A/N: I do not own anything about D. Gray-man. This story is based soley on a fictional timeline after the anime's completion.

The night was young, and so was he. An almost overwhelming nostalgia washed into the red head, and he was dragged under.

"Who are you?" His tone was belligerent and defiant as the red headed youth stumbled upon her in a newly plowed field. "And why are you in the dirt!"

Propping herself up painfully on one elbow in confusion the girl stared blankly at him. She had rings of darkness under her eyes and blisters and lacerations on her bare feet. It was clear that all she had known for a very long time was trudging along, not even sleeping, just walking wearily to a vast unreaching nowhere.
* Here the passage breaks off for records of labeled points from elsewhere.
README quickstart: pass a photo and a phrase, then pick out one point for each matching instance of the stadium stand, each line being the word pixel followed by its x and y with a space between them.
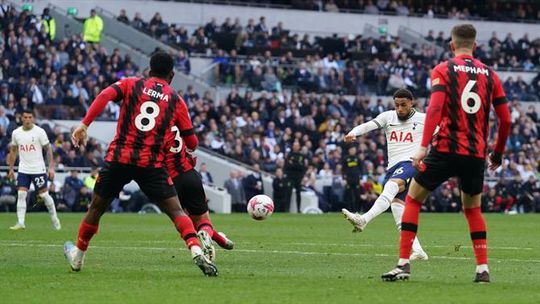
pixel 59 79
pixel 270 58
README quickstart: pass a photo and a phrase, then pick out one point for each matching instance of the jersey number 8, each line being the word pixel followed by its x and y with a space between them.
pixel 146 120
pixel 469 95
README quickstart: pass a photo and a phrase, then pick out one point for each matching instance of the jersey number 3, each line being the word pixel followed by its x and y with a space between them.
pixel 146 120
pixel 178 139
pixel 467 96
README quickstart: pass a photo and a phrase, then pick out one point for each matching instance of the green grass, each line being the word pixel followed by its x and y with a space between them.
pixel 285 259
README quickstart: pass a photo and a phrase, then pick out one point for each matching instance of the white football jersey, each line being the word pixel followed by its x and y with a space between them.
pixel 30 143
pixel 403 137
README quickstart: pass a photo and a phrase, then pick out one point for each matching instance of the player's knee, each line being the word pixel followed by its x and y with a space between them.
pixel 399 182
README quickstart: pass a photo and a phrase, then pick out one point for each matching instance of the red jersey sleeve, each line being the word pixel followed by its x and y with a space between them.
pixel 435 107
pixel 99 104
pixel 500 103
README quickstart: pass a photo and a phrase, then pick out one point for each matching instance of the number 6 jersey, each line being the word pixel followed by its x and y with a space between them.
pixel 149 109
pixel 470 89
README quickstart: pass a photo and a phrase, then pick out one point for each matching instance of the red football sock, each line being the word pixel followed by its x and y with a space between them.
pixel 184 225
pixel 477 228
pixel 86 232
pixel 206 225
pixel 221 241
pixel 409 226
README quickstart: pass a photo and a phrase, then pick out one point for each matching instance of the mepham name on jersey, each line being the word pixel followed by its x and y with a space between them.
pixel 471 69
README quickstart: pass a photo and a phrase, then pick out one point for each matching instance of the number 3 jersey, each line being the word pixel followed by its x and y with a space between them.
pixel 149 109
pixel 178 160
pixel 30 145
pixel 403 137
pixel 470 88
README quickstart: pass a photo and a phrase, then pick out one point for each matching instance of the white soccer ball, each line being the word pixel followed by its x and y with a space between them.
pixel 260 207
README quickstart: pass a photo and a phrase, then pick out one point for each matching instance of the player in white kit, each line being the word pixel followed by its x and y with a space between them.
pixel 403 129
pixel 29 141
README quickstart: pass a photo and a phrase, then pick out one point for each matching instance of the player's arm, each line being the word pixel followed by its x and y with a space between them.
pixel 46 145
pixel 50 160
pixel 378 123
pixel 185 126
pixel 500 103
pixel 11 158
pixel 433 116
pixel 111 93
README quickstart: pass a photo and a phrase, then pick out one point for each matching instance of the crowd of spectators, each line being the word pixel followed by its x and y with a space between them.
pixel 261 131
pixel 59 79
pixel 262 57
pixel 452 9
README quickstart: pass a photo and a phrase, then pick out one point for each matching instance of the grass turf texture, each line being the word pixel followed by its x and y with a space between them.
pixel 285 259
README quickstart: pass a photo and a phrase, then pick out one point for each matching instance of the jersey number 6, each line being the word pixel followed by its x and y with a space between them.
pixel 469 95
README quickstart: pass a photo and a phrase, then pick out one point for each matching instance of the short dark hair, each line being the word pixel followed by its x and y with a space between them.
pixel 403 93
pixel 464 35
pixel 28 111
pixel 161 64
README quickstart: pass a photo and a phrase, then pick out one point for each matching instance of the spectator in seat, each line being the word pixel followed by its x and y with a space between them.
pixel 235 188
pixel 281 186
pixel 182 62
pixel 92 28
pixel 123 17
pixel 206 177
pixel 253 184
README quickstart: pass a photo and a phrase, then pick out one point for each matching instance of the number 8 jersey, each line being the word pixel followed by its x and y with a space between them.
pixel 470 88
pixel 150 107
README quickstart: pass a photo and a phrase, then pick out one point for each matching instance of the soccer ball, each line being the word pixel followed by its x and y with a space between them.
pixel 260 207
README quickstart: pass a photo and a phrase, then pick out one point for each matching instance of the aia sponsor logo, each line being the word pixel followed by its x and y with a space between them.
pixel 27 148
pixel 401 136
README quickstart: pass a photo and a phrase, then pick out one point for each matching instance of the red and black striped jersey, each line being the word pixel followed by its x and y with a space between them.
pixel 178 160
pixel 470 88
pixel 149 109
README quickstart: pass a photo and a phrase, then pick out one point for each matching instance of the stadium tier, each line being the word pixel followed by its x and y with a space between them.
pixel 59 79
pixel 256 135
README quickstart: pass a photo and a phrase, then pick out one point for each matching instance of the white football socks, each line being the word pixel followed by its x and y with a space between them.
pixel 481 268
pixel 397 212
pixel 21 206
pixel 382 203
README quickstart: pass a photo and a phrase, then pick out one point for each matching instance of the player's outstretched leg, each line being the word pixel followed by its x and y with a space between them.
pixel 88 228
pixel 477 228
pixel 49 203
pixel 221 239
pixel 21 210
pixel 390 190
pixel 418 252
pixel 171 206
pixel 205 232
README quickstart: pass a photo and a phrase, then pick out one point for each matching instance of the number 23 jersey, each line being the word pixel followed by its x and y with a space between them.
pixel 149 109
pixel 470 88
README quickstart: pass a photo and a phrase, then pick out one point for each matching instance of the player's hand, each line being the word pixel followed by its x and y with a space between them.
pixel 51 174
pixel 495 160
pixel 79 136
pixel 11 174
pixel 349 138
pixel 418 159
She opened her mouth and tried to voice the answers to his questions that were more demands than anything. I don't know. She wanted to say. I'm tired, I need to sleep. But her throat was so dry nothing came out but a low croak. Hand flying to her neck in shock and fear, the child began to cower away from the boy as she tried unsuccessfully to hide behind short, jaggedly cut hair that she obviously remember to be longer.

"Wait here." The boy commanded and ran off, leaving the stray to obey without a second thought.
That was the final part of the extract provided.